Typography in the simplest definition is the art of arranging type and design. Most people don’t notice it, but we designers freak about it.
Typography includes everything from font type to line spacing and point size. The correct font can bring a design to life, so it is an important aspect of design that should not be ignored.
Why Should I Care?
Advertisers often use eye-catching fonts to grab consumers’ attention. This can be effective, but also must be done the right way. If you throw together a bunch of different typefaces without any direction your company may come off as unprofessional or unorganized.
Working with fonts takes technique and purpose, and the use of typefaces can make or break a design. Not just any font type can be used for any design.
Since we are preaching to you about how important typography is, we thought we should back up those comments with some tips to help you out in your future designing endeavors. Below are a few basic guidelines to follow when working with fonts:
Consistency and simplicity are key– No need to go crazy with font styles. Keep it simple. Two fonts per piece is the general rule of thumb (don’t worry the logo can be a different font and it won’t count as part of the two. Use the same fonts across all your pieces. from website to brochure, the fonts should be the same to create brand continuity for readers. Even go so far as using the same treatment and sizes throughout your pieces, consistency looks professional and organized, naturally building a visual hierarchy sure to please the eyes of your readers.
Two different fonts add interest- When choosing the perfect two fonts for your piece consider two that don’t match but go together. Usually a serif and san-serif pair well. Also consider using only one script or display font and pairing it with a more traditional font. If the entire piece must be one font only try to find a font with lots of different stylesto allow options for adding interest and emphasis.
Select the proper font for the job- While script and display fonts may be beautiful on invitations and certificates the two are hard to read in large blocks of text. Sans serif font types are best for large amounts of text the web; serif fonts are best for large amounts of printed text. Consider using a san-serif for very small text, the clean lines of the font family make it easier to read.
If everything is bold, nothing is bold- use bold for emphasis and organization NOT everything on the page. If the text on the page is hard to read make it bigger, reserve bold for important content.
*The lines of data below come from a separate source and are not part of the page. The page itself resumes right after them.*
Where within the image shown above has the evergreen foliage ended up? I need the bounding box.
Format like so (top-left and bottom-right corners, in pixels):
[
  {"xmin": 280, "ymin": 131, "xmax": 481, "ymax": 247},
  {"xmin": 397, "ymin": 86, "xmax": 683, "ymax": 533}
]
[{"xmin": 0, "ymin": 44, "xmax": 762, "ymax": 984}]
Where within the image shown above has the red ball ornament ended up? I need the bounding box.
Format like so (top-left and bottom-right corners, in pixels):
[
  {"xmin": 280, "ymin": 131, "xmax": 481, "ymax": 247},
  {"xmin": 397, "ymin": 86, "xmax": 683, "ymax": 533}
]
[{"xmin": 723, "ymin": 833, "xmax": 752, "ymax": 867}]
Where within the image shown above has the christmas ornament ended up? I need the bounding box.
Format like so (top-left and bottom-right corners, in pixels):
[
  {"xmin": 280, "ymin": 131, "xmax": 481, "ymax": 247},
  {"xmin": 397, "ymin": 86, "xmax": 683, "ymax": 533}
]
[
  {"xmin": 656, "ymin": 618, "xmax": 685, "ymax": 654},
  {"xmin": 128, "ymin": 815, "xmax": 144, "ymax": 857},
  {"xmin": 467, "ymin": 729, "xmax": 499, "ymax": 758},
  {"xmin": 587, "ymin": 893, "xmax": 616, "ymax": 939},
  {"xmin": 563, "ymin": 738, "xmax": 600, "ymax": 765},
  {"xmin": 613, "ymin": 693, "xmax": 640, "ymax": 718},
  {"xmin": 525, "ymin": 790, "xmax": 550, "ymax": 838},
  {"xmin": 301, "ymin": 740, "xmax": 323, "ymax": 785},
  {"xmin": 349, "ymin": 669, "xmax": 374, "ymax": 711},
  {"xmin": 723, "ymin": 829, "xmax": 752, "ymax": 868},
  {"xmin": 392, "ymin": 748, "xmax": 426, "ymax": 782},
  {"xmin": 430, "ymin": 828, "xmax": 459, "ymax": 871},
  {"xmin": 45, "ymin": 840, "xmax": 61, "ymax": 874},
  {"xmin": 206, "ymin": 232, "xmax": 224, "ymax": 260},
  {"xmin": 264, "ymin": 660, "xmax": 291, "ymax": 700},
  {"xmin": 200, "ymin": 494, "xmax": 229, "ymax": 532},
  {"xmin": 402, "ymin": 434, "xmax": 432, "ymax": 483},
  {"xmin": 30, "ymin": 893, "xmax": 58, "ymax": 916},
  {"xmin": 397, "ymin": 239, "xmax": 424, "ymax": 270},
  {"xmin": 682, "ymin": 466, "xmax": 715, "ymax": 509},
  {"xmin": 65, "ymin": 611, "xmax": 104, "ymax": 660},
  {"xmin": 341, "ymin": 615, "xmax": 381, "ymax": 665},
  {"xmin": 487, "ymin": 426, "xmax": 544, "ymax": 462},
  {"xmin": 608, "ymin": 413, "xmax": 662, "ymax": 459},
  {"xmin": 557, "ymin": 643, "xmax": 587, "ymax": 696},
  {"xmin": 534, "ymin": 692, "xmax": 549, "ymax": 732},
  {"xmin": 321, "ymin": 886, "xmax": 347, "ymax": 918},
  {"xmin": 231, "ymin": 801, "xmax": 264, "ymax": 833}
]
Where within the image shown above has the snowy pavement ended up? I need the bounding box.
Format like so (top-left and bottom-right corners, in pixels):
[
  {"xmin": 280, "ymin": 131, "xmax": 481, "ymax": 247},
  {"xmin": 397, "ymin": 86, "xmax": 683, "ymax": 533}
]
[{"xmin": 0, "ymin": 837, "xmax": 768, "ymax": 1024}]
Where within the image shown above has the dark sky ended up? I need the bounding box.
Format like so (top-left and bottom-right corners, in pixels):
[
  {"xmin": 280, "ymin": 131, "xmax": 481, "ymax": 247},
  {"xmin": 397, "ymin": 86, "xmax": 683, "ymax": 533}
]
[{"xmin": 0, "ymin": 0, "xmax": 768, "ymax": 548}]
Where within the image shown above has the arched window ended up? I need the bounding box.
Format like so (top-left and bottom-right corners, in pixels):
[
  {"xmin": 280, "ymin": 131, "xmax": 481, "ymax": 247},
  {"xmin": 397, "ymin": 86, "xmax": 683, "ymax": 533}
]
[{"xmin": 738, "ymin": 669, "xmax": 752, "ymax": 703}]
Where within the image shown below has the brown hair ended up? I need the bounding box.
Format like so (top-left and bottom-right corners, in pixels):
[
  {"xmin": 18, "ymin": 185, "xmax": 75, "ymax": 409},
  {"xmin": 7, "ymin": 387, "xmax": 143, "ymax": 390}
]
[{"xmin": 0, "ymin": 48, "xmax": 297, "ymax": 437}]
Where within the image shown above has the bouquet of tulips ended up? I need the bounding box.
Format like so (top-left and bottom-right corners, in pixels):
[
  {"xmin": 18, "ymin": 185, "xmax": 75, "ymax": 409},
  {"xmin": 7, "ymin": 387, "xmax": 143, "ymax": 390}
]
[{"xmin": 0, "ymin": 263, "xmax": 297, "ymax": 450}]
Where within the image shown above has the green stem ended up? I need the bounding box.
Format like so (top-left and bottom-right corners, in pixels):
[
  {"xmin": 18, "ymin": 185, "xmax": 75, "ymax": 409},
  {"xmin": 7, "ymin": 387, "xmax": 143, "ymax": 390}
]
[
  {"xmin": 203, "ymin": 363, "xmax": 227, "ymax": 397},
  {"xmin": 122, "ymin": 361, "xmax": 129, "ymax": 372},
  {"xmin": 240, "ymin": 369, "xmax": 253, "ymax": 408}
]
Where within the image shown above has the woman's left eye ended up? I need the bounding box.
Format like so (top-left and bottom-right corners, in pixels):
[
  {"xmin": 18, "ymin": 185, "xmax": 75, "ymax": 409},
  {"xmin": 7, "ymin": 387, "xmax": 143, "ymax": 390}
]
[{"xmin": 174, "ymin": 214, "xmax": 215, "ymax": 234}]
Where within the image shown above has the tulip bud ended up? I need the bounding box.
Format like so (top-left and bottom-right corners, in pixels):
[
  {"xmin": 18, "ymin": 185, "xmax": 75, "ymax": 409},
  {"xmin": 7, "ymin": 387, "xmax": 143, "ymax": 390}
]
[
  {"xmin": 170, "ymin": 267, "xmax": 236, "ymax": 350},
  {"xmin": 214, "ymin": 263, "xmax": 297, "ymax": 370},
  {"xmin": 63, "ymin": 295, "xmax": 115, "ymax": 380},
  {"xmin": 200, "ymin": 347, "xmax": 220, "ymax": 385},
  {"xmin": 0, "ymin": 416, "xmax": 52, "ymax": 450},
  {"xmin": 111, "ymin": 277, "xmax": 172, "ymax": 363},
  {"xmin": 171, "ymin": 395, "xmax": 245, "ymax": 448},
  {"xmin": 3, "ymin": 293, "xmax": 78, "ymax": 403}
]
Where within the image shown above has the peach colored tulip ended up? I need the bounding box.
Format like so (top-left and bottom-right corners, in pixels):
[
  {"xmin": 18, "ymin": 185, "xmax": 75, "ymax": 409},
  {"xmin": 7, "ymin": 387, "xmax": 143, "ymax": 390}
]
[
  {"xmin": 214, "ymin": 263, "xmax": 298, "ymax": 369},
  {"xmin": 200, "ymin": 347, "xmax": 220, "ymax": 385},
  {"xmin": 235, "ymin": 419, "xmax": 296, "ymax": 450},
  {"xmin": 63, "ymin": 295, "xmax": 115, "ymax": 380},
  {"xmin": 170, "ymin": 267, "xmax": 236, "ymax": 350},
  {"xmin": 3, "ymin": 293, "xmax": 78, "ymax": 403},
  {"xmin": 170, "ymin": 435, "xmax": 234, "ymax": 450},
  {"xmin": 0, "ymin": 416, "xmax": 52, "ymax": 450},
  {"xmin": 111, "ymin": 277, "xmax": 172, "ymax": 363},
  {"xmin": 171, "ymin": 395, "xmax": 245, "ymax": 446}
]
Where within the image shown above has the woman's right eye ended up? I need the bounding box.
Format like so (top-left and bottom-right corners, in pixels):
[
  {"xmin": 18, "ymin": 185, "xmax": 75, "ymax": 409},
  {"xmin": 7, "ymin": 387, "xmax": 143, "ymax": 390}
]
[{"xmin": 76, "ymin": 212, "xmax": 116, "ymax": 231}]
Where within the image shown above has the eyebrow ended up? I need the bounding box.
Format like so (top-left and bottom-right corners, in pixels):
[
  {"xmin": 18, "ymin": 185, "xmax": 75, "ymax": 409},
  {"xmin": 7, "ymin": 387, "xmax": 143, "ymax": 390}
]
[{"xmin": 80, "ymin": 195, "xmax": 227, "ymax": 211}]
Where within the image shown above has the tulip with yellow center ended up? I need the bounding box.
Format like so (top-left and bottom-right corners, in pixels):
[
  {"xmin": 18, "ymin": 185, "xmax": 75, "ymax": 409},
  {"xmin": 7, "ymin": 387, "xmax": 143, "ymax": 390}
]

Fonts convey personality- Be sure to choose a font that mirrors the personality and tonality of your business or marketing piece. The financial industry tends to use serif fonts in logos while more less formal businesses may use a san-serif. Though serif and san-serif fonts may feel formal or playful based on the shapes of the letters. A word of caution: Comic Sans and Papyrus are not professional fonts and are generally booed by designers, there are few scenarios when they should be used.